An architecture that requires SOC or MSSP teams
EDR, by definition, analyzes a large volume of data to identify unusual or suspicious signals: log files in particular. The agent will subscribe to various sources of information on endpoints, such as audit logs, security logs, application logs, OS activity logs (Windows, Mac, Linux), to search for suspicious types of behavior.
Multiply that by the number of machines to be analyzed and you get a huge volume of data that the user can't interpret.
An EDR therefore needs a dashboard or administrator's console that will bring together all the telemetry and alerts reported by the various agents running on the machines, and enable a human operator to investigate the alerts, classify them (false positive or true danger) and take appropriate action. The dashboard will run on an independent server, either within the customer's own IS infrastructure, or in the cloud, and operated by an MSSP if the customer does not have in-house expertise. Unlike antivirus or EPP, EDR is a managed solution.
How does it differ from antivirus or EPP?
In addition to focusing mainly on file signatures, antivirus/EPP do not allow for investigation or forensics. Similarly, remediation (file deletion, quarantine, process shutdown) is also automatic.
Modern attacks are more subtle and difficult to detect than in the antivirus era. It is therefore essential to offer a human operator the possibility of investigating, classifying and documenting alerts before making a remediation decision. An EDR puts the SOC operator in charge of deciding what action to take. Nevertheless, depending on the rules, types or criticality of the alerts or configuration, it remains possible to take immediate action without waiting for human intervention.
Are BDUs magic?
Although essential, EDRs are neither sufficient nor infallible.

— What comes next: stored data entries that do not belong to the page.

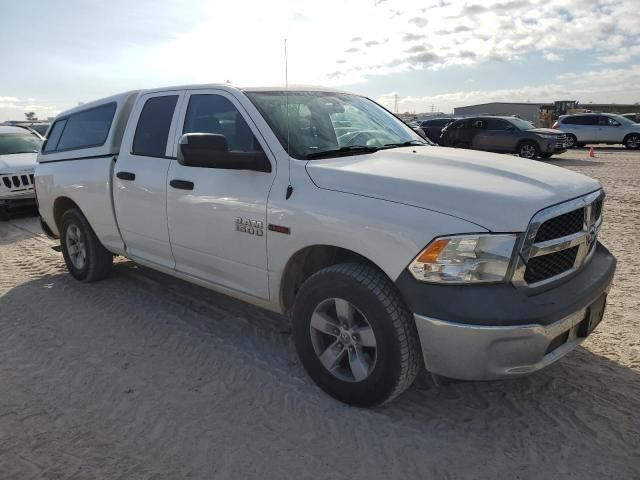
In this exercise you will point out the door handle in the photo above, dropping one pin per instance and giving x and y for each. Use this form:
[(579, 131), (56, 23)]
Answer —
[(181, 184), (126, 175)]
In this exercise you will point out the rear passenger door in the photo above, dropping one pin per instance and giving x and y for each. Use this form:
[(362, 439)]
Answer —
[(479, 136), (140, 183), (609, 130)]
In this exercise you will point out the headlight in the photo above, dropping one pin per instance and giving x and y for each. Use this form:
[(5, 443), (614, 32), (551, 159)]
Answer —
[(465, 259)]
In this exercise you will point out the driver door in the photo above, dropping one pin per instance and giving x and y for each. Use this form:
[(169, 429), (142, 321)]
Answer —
[(217, 217)]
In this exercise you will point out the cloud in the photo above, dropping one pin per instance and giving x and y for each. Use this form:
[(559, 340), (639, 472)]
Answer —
[(419, 22), (412, 37), (416, 49), (621, 85)]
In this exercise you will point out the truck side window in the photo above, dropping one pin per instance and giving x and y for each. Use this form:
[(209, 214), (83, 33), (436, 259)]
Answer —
[(88, 128), (208, 113), (153, 126)]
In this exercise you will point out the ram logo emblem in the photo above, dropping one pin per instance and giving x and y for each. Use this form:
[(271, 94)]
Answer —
[(252, 227)]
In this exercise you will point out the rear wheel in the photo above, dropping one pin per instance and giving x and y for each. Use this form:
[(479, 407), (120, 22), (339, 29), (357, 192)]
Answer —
[(632, 141), (87, 260), (528, 150), (355, 336), (572, 141)]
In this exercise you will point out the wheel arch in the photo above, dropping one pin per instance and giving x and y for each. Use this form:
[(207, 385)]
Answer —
[(311, 259), (626, 137), (60, 206), (522, 141)]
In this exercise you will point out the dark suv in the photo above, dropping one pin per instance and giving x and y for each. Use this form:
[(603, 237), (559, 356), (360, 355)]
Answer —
[(432, 128), (504, 135)]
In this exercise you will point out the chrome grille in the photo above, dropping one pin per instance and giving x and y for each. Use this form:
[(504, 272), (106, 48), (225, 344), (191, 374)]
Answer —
[(559, 240), (16, 182)]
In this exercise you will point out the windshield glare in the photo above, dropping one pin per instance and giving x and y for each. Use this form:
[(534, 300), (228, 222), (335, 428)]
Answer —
[(19, 143), (322, 122), (522, 124)]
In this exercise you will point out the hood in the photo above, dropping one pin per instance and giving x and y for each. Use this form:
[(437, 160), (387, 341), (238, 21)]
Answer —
[(497, 192), (17, 162), (546, 131)]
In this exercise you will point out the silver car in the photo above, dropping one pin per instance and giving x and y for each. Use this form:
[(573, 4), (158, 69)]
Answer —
[(607, 128)]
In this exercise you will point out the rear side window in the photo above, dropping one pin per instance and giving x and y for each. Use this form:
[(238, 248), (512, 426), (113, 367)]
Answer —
[(54, 135), (208, 113), (89, 128), (581, 120), (153, 126), (494, 124)]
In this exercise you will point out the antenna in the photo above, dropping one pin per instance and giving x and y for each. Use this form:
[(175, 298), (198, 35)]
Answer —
[(286, 94)]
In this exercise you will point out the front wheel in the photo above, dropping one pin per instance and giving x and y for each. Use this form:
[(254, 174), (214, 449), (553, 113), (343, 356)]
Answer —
[(86, 259), (632, 141), (355, 336), (528, 150)]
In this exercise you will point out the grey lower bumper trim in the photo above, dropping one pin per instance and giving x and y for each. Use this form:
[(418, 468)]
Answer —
[(471, 352)]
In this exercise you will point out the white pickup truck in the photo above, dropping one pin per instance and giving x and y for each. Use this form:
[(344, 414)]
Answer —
[(386, 252)]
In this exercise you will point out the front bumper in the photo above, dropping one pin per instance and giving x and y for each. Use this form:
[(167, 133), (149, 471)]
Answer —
[(553, 146), (471, 352), (488, 332)]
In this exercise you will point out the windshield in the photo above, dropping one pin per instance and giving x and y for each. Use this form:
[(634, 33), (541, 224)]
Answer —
[(19, 143), (522, 124), (334, 123)]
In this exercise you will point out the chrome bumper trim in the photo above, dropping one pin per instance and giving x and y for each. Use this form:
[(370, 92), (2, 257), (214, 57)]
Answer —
[(472, 352)]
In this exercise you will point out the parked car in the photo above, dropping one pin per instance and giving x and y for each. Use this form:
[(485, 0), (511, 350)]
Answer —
[(503, 135), (432, 128), (18, 151), (634, 117), (608, 128), (383, 250)]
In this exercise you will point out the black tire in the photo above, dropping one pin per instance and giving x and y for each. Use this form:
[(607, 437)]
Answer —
[(572, 141), (98, 260), (398, 356), (632, 141), (528, 150)]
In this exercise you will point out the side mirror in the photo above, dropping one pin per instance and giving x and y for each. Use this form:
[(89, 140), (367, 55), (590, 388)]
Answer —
[(211, 150)]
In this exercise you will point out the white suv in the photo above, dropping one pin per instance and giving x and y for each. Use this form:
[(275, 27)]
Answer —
[(599, 128), (18, 151)]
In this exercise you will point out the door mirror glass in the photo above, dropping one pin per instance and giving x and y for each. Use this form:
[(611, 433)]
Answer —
[(211, 150)]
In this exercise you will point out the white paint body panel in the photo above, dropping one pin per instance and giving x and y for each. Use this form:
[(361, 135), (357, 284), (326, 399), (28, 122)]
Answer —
[(386, 207)]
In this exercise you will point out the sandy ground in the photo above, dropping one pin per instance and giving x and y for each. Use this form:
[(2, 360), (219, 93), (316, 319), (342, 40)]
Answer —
[(145, 377)]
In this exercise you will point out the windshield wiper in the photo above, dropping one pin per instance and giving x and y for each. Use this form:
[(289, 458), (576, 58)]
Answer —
[(343, 151), (410, 143)]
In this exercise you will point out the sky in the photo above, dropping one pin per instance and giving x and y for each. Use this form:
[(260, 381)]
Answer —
[(431, 54)]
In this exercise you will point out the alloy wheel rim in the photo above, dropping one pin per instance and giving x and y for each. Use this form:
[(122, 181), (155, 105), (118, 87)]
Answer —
[(343, 340), (527, 151), (76, 247)]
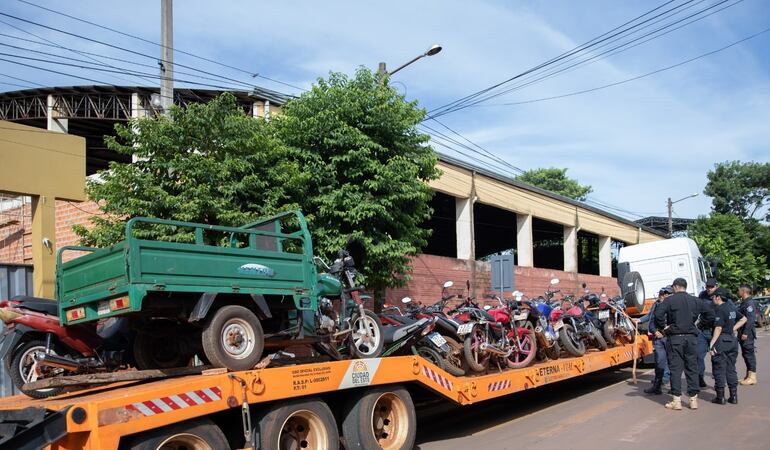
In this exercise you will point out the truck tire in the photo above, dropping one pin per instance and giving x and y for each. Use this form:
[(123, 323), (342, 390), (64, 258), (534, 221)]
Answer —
[(571, 342), (358, 347), (233, 338), (380, 417), (296, 424), (20, 364), (197, 434), (632, 288)]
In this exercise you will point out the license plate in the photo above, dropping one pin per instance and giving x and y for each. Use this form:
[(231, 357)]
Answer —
[(437, 339), (465, 328), (103, 308)]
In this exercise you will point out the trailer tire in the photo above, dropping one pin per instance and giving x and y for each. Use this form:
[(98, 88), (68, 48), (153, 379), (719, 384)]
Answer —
[(381, 417), (307, 420), (233, 338), (197, 434)]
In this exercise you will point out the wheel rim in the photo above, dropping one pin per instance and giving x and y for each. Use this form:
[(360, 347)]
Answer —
[(303, 429), (184, 441), (28, 366), (366, 336), (238, 338), (390, 421)]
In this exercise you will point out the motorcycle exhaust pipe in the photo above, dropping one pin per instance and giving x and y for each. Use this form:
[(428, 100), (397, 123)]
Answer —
[(58, 362)]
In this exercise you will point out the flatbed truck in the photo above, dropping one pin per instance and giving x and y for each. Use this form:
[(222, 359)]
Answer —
[(352, 404)]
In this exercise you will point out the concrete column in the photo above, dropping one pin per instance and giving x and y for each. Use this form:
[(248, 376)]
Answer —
[(605, 256), (463, 217), (55, 123), (570, 249), (44, 245), (525, 253)]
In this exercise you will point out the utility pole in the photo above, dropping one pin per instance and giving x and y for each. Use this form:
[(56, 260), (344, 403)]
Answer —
[(166, 55)]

Increasingly intelligent malware, or threat databases that aren't necessarily up to date in time for attacks, mean that several additional layers of protection are needed to cope with the onslaught of cyber threats we face today.
Filtering solutions, such as Olfeo Saas, help block threats before they reach workstations, and are a powerful complement to EDRs for ensuring employee security.
Who are the major French BDU players?
- Tehtris:
Tehtris offers a complete cybersecurity solution that includes an Endpoint Detection and Response (EDR) platform. Their approach focuses on detecting and responding to advanced threats. The Tehtris EDR solution offers real-time monitoring of endpoint activity, behavioral detection, and automated response capabilities to counter sophisticated attacks. The integration of artificial intelligence and machine learning helps strengthen threat detection capabilities.
- HarfangLab:
HarfangLab offers a complete security solution for enterprises, and their offering includes an EDR solution for endpoint incident detection and response. HarfangLab's EDR solution focuses on early detection of threats using behavioral detection mechanisms and advanced analysis techniques. It aims to provide in-depth visibility of endpoint activity to enable rapid response to security incidents.
- Stormshield:
Stormshield offers a range of cybersecurity solutions, including an EDR solution called Stormshield Endpoint Security. This solution aims to protect endpoints against a wide range of threats, including targeted attacks. It integrates behavioral detection, exploit prevention and incident response capabilities. Stormshield also focuses on endpoint activity visibility to help organizations better understand and counter threats.